I'm not sure exactly which way you said that...
So don't hide it behind the expert option.
I mean, hiding the ... disabling it behind the experts, so...
Another use case here might be just throttling a device in general. So, VFIO introduced migration, and we might want to slow down devices so they dirty pages less quickly. I don't know if uh devices can do that transparently, uh, but so there might be a non-thermal use case for this as well.

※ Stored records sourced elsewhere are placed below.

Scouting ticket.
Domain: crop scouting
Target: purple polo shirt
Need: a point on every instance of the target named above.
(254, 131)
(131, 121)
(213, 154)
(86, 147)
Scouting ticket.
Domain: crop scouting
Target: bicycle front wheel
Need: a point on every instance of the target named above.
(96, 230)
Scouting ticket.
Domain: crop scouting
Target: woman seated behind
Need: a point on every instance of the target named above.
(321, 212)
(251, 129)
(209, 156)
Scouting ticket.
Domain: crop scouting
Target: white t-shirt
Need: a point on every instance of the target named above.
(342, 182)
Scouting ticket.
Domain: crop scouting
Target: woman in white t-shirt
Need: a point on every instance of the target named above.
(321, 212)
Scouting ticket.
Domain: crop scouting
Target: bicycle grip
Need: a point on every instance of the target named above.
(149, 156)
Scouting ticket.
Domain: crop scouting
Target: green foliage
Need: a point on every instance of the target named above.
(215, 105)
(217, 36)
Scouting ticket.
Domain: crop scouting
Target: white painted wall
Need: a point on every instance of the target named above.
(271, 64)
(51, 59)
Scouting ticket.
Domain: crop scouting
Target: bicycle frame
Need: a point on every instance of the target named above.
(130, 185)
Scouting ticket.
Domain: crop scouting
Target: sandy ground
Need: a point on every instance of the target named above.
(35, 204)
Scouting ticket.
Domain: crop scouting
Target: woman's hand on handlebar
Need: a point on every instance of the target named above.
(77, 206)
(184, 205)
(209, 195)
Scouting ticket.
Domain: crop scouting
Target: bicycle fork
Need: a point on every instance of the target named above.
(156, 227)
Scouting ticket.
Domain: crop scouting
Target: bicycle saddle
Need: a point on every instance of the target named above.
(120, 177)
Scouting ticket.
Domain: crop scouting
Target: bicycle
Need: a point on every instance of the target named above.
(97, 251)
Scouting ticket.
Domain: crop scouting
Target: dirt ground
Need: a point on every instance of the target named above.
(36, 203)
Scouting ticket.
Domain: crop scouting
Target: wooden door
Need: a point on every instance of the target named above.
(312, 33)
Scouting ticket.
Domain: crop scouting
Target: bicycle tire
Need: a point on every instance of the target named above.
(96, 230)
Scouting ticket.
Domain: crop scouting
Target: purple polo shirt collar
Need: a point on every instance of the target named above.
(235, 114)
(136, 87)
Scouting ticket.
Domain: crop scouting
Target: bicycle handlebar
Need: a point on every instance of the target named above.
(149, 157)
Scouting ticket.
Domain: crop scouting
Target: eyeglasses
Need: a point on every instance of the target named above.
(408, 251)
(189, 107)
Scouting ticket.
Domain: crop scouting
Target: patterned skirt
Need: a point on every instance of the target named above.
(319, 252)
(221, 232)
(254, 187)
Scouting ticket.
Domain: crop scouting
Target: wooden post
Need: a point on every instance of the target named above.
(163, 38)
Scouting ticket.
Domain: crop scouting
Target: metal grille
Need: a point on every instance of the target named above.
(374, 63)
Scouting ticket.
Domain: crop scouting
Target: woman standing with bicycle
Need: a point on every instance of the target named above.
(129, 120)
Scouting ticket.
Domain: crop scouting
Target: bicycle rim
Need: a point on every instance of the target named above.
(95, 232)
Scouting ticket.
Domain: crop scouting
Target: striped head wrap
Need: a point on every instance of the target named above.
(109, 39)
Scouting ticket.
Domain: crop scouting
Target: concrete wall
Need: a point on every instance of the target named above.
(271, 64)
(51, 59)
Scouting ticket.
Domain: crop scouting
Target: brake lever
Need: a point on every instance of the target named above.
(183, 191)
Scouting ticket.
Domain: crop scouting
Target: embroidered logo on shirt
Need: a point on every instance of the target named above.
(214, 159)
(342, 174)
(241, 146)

Yeah, yeah, I I I I know there there might be other use cases, but
here five minutes
A question, uh, why do we want to hide bandwidth controllers, all?
Uh, uh, I I I meant that if, if it's not so easy to disable it, so, so, so, then then then I don't I I we don't need to solve all the all the complexity because I I I
Why do we want to be able to disable it? Like, what's the reason? Why do you want it to be possible to disable it?
Well, uh, I I kind of expected that somebody would want to disable it, but
If there is no reason, then I wouldn't worry. If somebody comes up with a reason, then yeah, but, but till now
yeah
Any other questions from the audience?
Yeah, I don't have any thing else, so.
Anyone else having comments? You're good, thank you.